Why do you think the growth of Cassandra has been so explosive?
There has been widespread acceptance of open source technology in enterprises, so that has helped drive adoption. Cassandra in particular is growing fast because it is maturing rapidly and the product simply works as advertised. Cassandra enables users to accomplish things that no other technology can. So it's a secret sauce that holds the key to groundbreaking advancements.

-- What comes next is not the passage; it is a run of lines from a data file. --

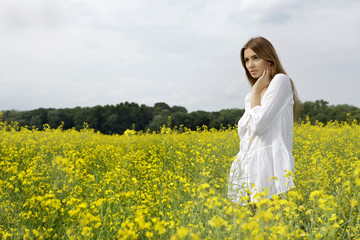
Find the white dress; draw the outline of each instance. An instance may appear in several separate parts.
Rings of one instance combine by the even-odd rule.
[[[290,78],[277,74],[265,91],[260,106],[251,108],[251,92],[245,98],[245,113],[238,123],[240,151],[231,165],[229,198],[268,191],[267,198],[294,187],[293,92]],[[286,176],[287,175],[287,176]],[[246,193],[250,190],[250,194]],[[244,202],[243,202],[244,203]]]

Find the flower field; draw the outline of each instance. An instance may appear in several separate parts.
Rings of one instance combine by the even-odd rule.
[[[360,239],[357,123],[296,125],[296,187],[256,207],[227,199],[233,128],[18,130],[0,122],[1,239]]]

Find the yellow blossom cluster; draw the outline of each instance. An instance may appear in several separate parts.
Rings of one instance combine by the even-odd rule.
[[[357,123],[295,125],[284,174],[296,187],[238,205],[236,128],[110,136],[0,122],[0,239],[360,239],[359,140]]]

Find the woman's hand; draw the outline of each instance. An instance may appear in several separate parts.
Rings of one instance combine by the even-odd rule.
[[[270,84],[270,69],[267,67],[261,77],[259,77],[258,80],[256,80],[254,86],[252,87],[252,92],[261,94],[261,92],[266,89]]]
[[[252,87],[251,91],[251,108],[255,106],[259,106],[261,103],[261,96],[263,91],[269,86],[270,84],[270,69],[267,67],[261,77],[256,80],[255,84]]]

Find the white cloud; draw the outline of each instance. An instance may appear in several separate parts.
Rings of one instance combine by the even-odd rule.
[[[239,50],[258,35],[303,100],[358,105],[359,9],[351,0],[2,1],[0,109],[242,108],[250,88]]]

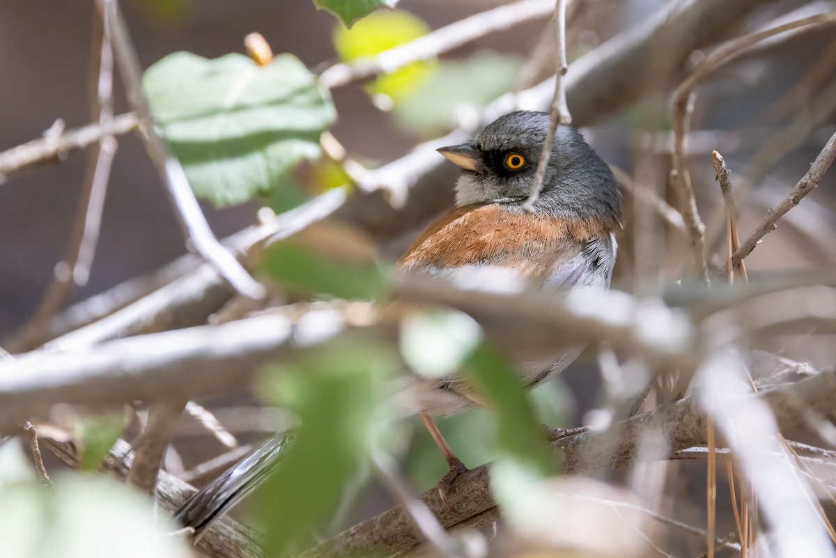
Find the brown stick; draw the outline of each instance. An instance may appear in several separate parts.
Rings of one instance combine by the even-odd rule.
[[[696,88],[718,68],[731,62],[759,41],[799,27],[810,26],[810,28],[815,28],[828,24],[834,19],[836,19],[834,13],[818,14],[729,41],[703,60],[674,94],[671,107],[674,151],[671,155],[670,181],[680,198],[680,211],[688,229],[691,254],[701,274],[705,275],[706,267],[706,226],[696,209],[694,188],[691,183],[688,165],[686,164],[688,157],[686,138],[691,129],[691,115],[694,110]],[[707,278],[707,276],[706,276]]]
[[[27,421],[23,426],[23,432],[29,440],[29,449],[32,449],[32,459],[35,462],[35,471],[38,473],[38,479],[43,486],[52,486],[52,480],[47,474],[47,468],[43,466],[43,456],[41,455],[41,449],[38,445],[38,430],[34,425]]]
[[[772,407],[782,429],[790,429],[803,424],[799,402],[832,411],[829,398],[836,395],[836,373],[824,374],[829,378],[816,376],[757,397]],[[680,450],[704,445],[706,432],[706,417],[699,404],[689,397],[617,424],[609,431],[585,432],[558,440],[553,447],[562,455],[568,474],[582,474],[637,460],[669,459]],[[655,434],[650,436],[649,433]],[[637,449],[640,442],[640,453]],[[482,465],[462,474],[451,493],[449,508],[441,504],[435,490],[426,492],[421,500],[449,529],[496,505],[488,471],[489,465]],[[489,520],[471,522],[470,526],[479,528]],[[381,546],[394,552],[408,550],[417,543],[410,520],[398,506],[314,546],[300,558],[356,555]]]
[[[71,443],[41,439],[43,447],[70,467],[79,466],[79,455]],[[105,471],[124,479],[130,470],[134,452],[124,440],[117,440],[104,459]],[[160,472],[157,495],[160,505],[170,512],[176,511],[197,490],[191,485]],[[219,518],[196,544],[197,550],[213,558],[265,558],[261,537],[252,529],[228,517]]]
[[[151,405],[148,424],[135,445],[134,461],[125,478],[128,484],[155,495],[160,465],[185,407],[182,399],[165,399]]]
[[[787,211],[798,205],[805,195],[813,191],[813,189],[818,185],[824,173],[830,168],[830,165],[836,157],[836,134],[830,136],[830,140],[825,144],[824,148],[819,152],[818,156],[813,161],[809,170],[804,174],[800,180],[795,185],[789,195],[774,208],[767,212],[766,216],[761,221],[755,230],[752,231],[749,237],[743,241],[740,248],[735,251],[732,256],[732,265],[737,266],[743,261],[747,256],[755,249],[767,233],[772,232],[777,228],[776,223]],[[717,271],[717,276],[724,277],[727,271],[721,267]]]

Do you think there‘s a shortage of devs with Cassandra skills?
Definitely. Indeed.com has displayed major growth in Cassandra jobs, but there is a shortage of talent. We need to help the community by emphasizing the importance of education in relational databases and Cassandra open source skills. For developers out there - if you want amazing career opportunities over the next 5-10 years, learn Cassandra.
What do you predict for the next five years of Cassandra?
Some things we'll probably see include expanding our support for Triggers into more general server-side code integration, support for explicitly archiving infrequently-used parts of tables, and optimizations for specific workloads such as time series data. We also expect to incorporate recent computer science research such as EPaxos and RAMP transactions to improve performance and provide new features.
What's most important, however, is the way Cassandra users will change the world over the next five years. Cassandra projects are embedded at leading enterprises that are fundamentally changing how people live - and this is where Cassandra will truly make its mark. It's all about the users implementing this revolutionary technology.
Jonathan Ellis: DataStax Chief Technology Officer & Co-Founder (@spyced)
As Chief Technology Officer and co-founder at DataStax, Jonathan sets the technical direction for the company and leads Apache Cassandra as project chair. Prior to DataStax, Jonathan led Rackspace's Cassandra team and built the Cassandra community into an open source success. Previously, Jonathan built an object storage system based on Reed-Solomon encoding for data backup provider Mozy that scaled to petabytes of data and gigabits per second throughput.